NTEP is a cooperative program between the National Conference on Weights and Measures (NCWM), the National Institute of Standards and Technology (NIST), the states and the private sector. Through twelve participating laboratories, NTEP evaluates the performance, operating characteristics, features, and options of weighing and measuring devices against the requirements of NIST Handbook 44, Specifications, Tolerances, and Other Technical Requirements for Weighing and Measuring Devices. Devices meeting NTEP requirements receive a Certificate of Conformance indicating that they meet applicable requirements for commercial weighing and measuring equipment in the US.

Measurement Canada is an agency of Industry Canada that oversees programs and services to evaluate and certify the accuracy of measuring equipment.

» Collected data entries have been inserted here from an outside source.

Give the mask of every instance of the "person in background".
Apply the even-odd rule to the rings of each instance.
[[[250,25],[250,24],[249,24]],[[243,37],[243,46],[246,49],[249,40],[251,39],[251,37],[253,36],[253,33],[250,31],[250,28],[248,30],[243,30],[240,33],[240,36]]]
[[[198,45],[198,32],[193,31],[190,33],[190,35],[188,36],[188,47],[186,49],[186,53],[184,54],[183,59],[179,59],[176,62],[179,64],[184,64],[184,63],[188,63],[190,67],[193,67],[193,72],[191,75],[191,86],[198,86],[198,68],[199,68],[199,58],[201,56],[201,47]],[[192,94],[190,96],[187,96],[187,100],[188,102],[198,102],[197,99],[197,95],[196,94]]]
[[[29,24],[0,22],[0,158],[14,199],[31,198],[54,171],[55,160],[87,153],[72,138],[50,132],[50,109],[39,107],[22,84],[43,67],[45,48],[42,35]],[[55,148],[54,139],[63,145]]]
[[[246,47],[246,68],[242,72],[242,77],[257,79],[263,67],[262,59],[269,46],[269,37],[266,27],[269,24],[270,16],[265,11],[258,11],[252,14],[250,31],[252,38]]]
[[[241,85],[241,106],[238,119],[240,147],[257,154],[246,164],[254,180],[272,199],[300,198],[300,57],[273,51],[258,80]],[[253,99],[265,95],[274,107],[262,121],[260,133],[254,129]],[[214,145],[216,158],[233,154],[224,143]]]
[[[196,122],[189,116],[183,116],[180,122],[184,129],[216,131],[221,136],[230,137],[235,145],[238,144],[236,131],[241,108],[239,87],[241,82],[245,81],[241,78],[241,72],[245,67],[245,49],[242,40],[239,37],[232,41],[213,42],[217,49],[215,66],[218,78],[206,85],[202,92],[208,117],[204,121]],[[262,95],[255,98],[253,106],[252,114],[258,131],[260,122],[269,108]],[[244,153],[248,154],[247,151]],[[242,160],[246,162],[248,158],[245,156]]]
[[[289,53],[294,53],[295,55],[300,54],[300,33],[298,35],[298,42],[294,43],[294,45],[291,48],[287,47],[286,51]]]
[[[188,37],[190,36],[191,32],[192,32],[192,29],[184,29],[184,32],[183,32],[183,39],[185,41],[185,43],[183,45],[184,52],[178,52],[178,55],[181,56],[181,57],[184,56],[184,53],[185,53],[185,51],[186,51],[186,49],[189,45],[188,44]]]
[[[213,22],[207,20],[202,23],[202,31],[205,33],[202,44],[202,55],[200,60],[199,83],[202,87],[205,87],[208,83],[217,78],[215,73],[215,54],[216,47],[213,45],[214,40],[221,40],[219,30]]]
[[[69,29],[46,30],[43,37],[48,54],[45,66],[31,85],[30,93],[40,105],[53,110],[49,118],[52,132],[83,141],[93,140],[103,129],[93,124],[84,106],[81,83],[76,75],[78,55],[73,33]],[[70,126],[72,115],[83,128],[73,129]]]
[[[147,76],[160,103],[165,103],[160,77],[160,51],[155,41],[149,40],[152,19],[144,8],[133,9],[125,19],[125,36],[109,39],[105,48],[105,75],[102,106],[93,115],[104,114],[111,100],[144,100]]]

The U.S. and Canada have signed a Mutual Recognition Agreement for certain weighing devices and recognize each other's type evaluation results for:

  • Electronic weight indicating elements (except those that are software based, i.e. programmed by downloading parameters).
  • Electronic computing and noncomputing bench, counter, floor and platform scales up to 1,000 kg (2,000 lb) capacity
  • Weighing/load receiving elements with capacities up to 1,000 kg (2,000 lb)
  • Mechanical scales with capacities not exceeding 10,000 kg (20,000 lb)

Each agency issues its own document upon successful completion of testing.

OIML is a worldwide organization whose aim is to harmonize the regulations and metrological controls of its member states. It oversees the implementation of OIML R, which specifies the metrological and technical requirements for measuring instruments that determine the dimensions or volume of an object in order to calculate charges for postage, freight, or storage.

The dimensioning instruments can be used in conjunction with a weighing instrument. In this case, the volume is usually calculated. A conversion factor is applied, and the resulting dimensional weight compared to the actual weight to determine charges. OIML R also includes approval, verification and test procedures.

The requirements of NTEP, Measurement Canada and OIML differ slightly; so a dimensioner or weigh scale meeting the requirements of one certifying body may or may not meet the requirements of the others.

Equipment meeting the applicable requirements is certified as being best in class for any "legal for trade" applications, and the data they generate can be used for billing purposes.

A typical in-line automated dimensioning and weighing system contains a dimensioner, bar code scanner and scale.